Our website may contain links to other websites. Save and except as otherwise expressly stated by us, any link to another website is not covered by our privacy policy. We strongly advise that you should satisfy yourself with the details of any privacy policy provided on other websites or links.


SECTION 11:- TRANSFER TO THIRD PARTIES AND COUNTRIES

In carrying out our mandate effectively, we may require the services of third parties who may be within or outside the NDPR jurisdiction (Nigeria). Examples of such services include but are not limited to the following:


  • a) Internet connectivity,
  • b) cloud storage,
  • c) data analytics,
  • d) data security,
  • e) software development, and
  • f) Legitimate Public interest.

In transferring your data to third parties, we shall be guided by extant public policy and the NDPR as regards the adequacy level of the foreign jurisdictions. See PART 2 Article 2.11 and PART 3 under the NDPR for details of your right under this section.

SECTION 12:- USE OF SPECIAL DATA PROCESSING CODES (COOKIES)

“Cookies”, in computer parlance, are text files that are downloaded to your browsing devices such as phones or computers when you browse pages of websites. They contain small amounts of data and their essential function is to intelligently memorize your preferences and therefore present them to you as choices when you are browsing – even at different times.
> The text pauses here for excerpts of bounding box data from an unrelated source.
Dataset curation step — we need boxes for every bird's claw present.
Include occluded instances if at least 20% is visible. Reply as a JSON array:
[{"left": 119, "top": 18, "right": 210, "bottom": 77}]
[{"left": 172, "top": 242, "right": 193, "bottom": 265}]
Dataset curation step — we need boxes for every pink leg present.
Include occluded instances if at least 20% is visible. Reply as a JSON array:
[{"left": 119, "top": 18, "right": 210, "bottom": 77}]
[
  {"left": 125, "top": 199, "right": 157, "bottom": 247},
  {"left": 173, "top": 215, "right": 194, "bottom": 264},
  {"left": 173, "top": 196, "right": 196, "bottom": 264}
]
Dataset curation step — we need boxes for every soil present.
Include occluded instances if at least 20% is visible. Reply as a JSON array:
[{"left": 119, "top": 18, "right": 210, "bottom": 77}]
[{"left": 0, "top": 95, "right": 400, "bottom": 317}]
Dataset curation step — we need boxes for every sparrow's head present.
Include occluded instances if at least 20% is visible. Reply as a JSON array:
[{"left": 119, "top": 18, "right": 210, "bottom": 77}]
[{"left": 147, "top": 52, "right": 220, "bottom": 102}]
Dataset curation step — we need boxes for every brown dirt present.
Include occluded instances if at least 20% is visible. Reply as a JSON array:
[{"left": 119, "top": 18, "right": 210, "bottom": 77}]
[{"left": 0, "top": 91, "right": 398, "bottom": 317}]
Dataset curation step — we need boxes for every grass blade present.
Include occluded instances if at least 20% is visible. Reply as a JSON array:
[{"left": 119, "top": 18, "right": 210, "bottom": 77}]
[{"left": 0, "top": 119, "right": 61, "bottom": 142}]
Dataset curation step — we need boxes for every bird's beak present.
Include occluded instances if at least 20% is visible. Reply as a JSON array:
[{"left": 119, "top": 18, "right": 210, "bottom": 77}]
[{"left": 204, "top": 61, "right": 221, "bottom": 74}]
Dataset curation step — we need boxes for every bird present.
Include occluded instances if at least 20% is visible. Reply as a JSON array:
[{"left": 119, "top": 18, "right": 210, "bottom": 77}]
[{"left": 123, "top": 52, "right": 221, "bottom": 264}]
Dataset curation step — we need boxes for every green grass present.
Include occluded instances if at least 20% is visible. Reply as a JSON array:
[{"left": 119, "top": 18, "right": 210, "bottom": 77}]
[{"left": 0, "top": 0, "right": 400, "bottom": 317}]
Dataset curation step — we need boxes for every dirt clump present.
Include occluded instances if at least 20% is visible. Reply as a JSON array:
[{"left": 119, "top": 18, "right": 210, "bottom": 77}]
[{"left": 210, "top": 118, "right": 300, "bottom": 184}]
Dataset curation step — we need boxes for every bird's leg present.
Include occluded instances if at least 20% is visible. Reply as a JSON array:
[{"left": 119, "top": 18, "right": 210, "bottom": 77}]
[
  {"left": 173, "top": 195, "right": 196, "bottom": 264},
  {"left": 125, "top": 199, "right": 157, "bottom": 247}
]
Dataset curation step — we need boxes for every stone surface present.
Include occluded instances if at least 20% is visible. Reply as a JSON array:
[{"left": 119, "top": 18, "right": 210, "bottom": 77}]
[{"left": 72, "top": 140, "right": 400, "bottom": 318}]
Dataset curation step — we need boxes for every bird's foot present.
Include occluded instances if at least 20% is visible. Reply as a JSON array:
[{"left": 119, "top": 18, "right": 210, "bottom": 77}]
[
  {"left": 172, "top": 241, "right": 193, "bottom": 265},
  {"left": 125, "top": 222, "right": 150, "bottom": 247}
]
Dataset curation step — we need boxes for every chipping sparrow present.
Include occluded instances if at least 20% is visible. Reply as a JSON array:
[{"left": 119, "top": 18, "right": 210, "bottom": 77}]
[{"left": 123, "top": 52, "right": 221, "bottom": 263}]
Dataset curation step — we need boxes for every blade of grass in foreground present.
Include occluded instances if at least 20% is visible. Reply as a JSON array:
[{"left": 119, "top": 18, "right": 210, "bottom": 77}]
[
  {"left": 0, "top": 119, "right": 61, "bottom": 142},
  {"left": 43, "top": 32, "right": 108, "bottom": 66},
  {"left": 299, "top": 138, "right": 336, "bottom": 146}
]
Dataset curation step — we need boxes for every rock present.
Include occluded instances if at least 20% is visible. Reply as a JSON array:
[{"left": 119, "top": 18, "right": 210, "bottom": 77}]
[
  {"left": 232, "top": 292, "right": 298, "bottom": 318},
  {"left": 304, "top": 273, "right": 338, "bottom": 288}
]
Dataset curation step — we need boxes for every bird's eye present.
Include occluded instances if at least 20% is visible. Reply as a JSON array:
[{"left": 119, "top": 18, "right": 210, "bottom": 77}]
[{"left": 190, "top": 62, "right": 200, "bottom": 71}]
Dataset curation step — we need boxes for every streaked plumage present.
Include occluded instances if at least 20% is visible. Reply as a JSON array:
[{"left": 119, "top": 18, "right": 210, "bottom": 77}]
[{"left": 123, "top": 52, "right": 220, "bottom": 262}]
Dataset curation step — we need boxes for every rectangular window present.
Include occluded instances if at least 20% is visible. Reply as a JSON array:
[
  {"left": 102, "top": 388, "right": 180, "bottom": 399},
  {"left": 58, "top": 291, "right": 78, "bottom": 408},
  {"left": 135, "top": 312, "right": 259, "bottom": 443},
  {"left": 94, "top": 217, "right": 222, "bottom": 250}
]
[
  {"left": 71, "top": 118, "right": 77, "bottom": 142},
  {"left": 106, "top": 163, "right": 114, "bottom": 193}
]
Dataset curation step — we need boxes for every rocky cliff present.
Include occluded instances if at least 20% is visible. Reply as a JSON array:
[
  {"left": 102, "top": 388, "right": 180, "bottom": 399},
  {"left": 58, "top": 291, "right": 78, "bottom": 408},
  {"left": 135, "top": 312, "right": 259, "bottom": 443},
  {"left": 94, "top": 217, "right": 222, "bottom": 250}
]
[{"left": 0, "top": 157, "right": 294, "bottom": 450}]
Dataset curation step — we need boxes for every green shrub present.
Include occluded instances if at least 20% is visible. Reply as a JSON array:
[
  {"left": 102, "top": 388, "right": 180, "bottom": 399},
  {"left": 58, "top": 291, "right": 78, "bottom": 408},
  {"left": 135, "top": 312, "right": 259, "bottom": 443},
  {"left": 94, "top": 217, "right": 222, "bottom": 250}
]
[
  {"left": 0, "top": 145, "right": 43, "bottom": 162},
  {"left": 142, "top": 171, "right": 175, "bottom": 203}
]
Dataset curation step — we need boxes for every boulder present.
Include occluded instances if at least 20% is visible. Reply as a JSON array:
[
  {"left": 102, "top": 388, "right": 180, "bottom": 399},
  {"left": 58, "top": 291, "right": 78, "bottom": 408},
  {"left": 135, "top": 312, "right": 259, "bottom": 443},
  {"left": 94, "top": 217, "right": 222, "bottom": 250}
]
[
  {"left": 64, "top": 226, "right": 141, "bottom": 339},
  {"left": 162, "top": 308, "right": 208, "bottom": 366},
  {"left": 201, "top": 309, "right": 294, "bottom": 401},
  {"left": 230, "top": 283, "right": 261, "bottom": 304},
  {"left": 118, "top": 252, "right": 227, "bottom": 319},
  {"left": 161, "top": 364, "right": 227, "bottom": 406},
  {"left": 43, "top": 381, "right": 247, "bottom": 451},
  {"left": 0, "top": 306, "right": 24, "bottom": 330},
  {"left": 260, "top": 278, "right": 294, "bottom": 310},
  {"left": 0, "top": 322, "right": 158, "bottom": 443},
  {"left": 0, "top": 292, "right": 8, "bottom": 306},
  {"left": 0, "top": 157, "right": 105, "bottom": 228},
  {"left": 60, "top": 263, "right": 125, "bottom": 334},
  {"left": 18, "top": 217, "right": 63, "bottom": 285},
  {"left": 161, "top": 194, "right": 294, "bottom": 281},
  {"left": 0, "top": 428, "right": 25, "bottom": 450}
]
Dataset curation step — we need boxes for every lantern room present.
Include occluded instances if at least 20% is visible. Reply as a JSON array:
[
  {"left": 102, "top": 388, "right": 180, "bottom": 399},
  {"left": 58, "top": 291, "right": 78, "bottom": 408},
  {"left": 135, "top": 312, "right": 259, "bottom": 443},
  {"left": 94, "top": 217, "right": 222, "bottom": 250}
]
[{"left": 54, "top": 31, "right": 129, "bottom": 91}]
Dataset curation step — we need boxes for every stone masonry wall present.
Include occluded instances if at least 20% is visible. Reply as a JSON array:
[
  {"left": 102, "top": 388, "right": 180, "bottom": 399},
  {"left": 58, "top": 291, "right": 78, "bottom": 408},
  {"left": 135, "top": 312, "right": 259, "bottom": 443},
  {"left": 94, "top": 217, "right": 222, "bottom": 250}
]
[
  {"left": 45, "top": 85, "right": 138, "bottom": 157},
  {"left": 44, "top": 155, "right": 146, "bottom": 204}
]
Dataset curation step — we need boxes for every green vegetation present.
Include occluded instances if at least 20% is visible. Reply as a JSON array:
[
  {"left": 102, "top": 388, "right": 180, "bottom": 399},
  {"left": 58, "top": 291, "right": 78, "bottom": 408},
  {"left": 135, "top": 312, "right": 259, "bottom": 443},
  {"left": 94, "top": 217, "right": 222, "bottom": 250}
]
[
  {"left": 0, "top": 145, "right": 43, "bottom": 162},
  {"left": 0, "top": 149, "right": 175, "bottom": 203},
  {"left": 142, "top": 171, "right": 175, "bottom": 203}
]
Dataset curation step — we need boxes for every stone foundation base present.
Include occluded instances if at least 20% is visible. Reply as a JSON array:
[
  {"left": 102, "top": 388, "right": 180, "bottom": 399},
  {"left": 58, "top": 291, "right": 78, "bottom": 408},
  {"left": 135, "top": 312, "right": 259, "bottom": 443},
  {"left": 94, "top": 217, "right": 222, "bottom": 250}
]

Note that various websites use cookies for different purposes some of which may undermine your privacy rights. We have taken measures to ensure that all methods adopted by us to engage automatically with you do not violate your privacy rights under the NDPR. In the case of cookies, we ensure that they have security protocols and are not vulnerable to abuses by anyone.


SECTION 13:- DATA PRIVACY SERVICE UNIT (DPSU).

We have provided a platform to respond promptly and satisfactorily to all your requests, suggestions and complaints. This is called the DPSU. We have a Data Protection Officer responsible for prompt action on your data privacy. Contact the DPSU via this link: dpo@ndpb.gov.ng


Our DPSU serves as the internal mechanism to carry out the following services amongst others:

  • a) Data protection regulations compliance and breach services
  • b) Data protection and privacy advisory services
  • c) Data protection capacity building
  • d) Data Regulations Contracts drafting and advisory
  • e) Data protection and privacy breach remediation planning and support services
  • f) Information privacy audit
  • g) Data privacy breach impact assessment
  • h) Data Protection and Privacy Due Diligence Investigation
  • i) Data Protection Officer

SECTION 14:- REMEDIATION

Our data subjects are encouraged to report any complaint or concern about their data privacy through the DPSU. Our team at the DPSU shall take action to redress any grievance within 7 working days.


SECTION 15:- ALTERATION OF PRIVACY POLICY

The Data Controller reserves the right to alter the foregoing policy for the purpose of advancing data privacy rights, public interest or complying with lawful directives of the Federal Government.